I'm purposely not writing out my food, as i kind of like not thinking about food so much anymore.

I spent so much time and effort doing fitday.com with Carlene and emailing her every bite i ate daily...to no good avail, actually, for an entire month. I left her program feeling resentful of her control, resentful of her constant mixed messages about every food imaginable ("never eat walnuts!" "why don't you have some walnuts?") and resentful of her obsessive strictness regarding fat and salt.

Tim and Dustin don't work that hard. And THEY got thin. There has GOT to be an easier way than her love-less, soul-less calorie counting and need for control.

So, i'm freeing myself from all controls! And you know what? It's not as scary as I thought! I'm adjusting! I'm falling into listening to myself more.

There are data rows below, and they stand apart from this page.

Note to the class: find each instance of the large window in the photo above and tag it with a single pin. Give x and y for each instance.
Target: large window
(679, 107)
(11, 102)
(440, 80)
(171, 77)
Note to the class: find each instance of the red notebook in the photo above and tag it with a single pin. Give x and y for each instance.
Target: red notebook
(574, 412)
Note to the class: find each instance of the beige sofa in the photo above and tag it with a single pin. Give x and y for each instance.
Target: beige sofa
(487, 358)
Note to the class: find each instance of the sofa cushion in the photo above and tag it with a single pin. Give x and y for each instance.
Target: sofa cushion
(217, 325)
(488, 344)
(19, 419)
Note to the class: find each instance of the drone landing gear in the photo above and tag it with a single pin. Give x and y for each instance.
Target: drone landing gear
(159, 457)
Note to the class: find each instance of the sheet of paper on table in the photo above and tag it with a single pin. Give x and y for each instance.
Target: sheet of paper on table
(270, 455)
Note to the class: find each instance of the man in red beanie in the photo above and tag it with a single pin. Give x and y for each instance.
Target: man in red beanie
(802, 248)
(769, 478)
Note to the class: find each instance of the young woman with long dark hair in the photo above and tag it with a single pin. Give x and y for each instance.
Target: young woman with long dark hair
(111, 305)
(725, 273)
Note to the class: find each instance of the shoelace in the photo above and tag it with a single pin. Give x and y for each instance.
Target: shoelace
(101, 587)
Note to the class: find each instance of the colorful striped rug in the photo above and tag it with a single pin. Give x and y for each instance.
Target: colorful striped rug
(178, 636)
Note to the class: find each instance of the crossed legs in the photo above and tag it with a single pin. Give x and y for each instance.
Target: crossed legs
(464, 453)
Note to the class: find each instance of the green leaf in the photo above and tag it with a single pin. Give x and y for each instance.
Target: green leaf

Today for lunch i ate enough to fill me and had ZERO compulsion to go further. And guess what i ate? Raw bread and cashew pate. And all day i've been happily busy, never even THINKING about food.

Oh, yes, THIS way is MUCH better. Maybe it wasn't ever so much about WHAT i was eating, but with what ATTITUDE i was eating it. Carlene's way saw me binge eating to break free of all of the restrictions when our time was over. This way, i'll never need to binge again! It wasn't the fat and salt making me binge. It was the RESTRICTION.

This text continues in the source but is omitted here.